Neal Davies fleshed out the titular anti-hero with his usual panache.Luxury casting was ensured with Paul Agnew taking two small roles, the High Priest and the Witch of Endor, while bass-of-the-moment Jonathan Lemalu played his first ghost of the weekend (the second being in The Trojans), that of Samuel (conjured up by the Witch of Endor to tell Saul his tragic fate: dying with his son Jonathan in battle against the Philistines).
Other parts – including Abner and Doeg – were taken by regrettably uncredited singers from the Gabrieli Consort, a shame particularly with reference to the relatively large part of ’Soprano 3’ who begins and ends the work (bar the opening and closing choruses).It is worth noting here that stage movements were seamlessly achieved, although the fact that the organist and one of the harpsichordists needed to change places twice, clambering over the risers of the stage, looking rather bizarre, given that the instruments were rather far apart, the organ high in the middle, behind the wind, cellos and brass just in front of the chorus, the harpsichord in question down with the strings.Timothy Roberts took the important solo organ parts in the Overture and the ’Symphony’ in Part Two, and also the lion’s share of the continuo part.
The stage layout was lavish.Eight oboes and four bassoons were arrayed in a line in front of the chorus and organ, with cellos and brass in front of them.Strings, with antiphonal violins, and three basses to the right with the principal harpsichord, surrounded McCreesh, a second harpsichord on the left.In Part One the first harpsichord also doubled on carillon, and the harp (played standing up) represented David on his lyre.All in all, the Gabrieli Consort and Players made a grand noise; far exceeding that of the amassed Academy of Ancient Music, English Consort and Royal Academy players for Corelli and Handel in Prom 6.
Harp and carillon dispensed with, Part Two opens with the kernel of the tale: Saul’s envy.Handel’s Saul is akin to Shakespeare’s Othello with the emotion of jealousy becoming a character in its own right.Here Saul’s envy of David’s prowess in killing Goliath, and especially of the public adulation accorded the lowly born youngster, leads him twice to seek David’s death.The first time it is Saul’s son Jonathan who – now great friends with David – persuades his father to relent.At first Saul’s offer of his younger daughter Michal is seen as genuine feeling towards David, but bitterness still rankles in Saul’s breast, and he admits that getting David to lead the army against the Philistines will see him killed.
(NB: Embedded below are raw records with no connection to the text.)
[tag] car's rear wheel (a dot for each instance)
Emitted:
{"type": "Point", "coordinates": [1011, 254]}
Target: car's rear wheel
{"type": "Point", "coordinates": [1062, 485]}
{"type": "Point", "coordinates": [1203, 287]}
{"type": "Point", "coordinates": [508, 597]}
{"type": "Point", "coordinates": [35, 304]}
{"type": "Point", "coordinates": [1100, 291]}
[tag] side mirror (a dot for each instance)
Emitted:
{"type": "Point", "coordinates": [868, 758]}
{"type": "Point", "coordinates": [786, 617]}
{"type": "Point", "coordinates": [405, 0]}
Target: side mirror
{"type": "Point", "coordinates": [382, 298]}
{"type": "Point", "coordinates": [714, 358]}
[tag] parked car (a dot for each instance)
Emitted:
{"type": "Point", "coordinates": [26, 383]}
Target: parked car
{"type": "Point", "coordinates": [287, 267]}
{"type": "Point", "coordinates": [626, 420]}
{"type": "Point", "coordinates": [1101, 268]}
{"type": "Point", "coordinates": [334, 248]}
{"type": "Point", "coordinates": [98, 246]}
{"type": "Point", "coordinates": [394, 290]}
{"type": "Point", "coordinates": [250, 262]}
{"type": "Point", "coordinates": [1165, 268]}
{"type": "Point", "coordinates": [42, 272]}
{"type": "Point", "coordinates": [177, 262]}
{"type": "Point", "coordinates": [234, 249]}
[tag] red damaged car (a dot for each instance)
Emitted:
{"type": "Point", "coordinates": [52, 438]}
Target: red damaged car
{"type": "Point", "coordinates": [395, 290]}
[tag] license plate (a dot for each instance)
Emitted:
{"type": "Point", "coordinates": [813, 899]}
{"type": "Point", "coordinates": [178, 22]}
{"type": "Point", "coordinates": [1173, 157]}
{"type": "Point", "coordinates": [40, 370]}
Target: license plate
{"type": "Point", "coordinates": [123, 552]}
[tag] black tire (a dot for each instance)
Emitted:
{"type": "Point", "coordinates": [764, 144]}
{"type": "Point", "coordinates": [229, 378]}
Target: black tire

As it happens, it is Saul with Jonathan who are killed in battle – just as the ghost of Samuel prophesied – and David is left to become leader of the Israelites.
Handel, and his librettist Charles Jennens (later to provide the words for Messiah), produced an extraordinary arch from jubilant beginning, welcoming David back from the killing of Goliath, to a paean to David’s future, tempered by the tragedy of Saul and Jonathan’s death.It was a further plus-point in McCreesh’s performance that it mined the emotional depths of Handel’s design, often glossed over.Certainly Handel’s operatic fingerprints are still to the fore, not surprisingly as that was still his ambition even in the face of financial difficulties which meant that at least two recent operas (Acis & Galatea and Esther) had been performed in as concerts.
That very fact led directly to the development of the oratorio, which would characterise the next twenty years of Handel’s career. Saul is one of the greatest, and here it made a triumphant Proms debut (only Part Three had been heard before).It follows in a long line of great Handel Proms performances. One fervently hopes that McCreesh and his singers and players will return for many more.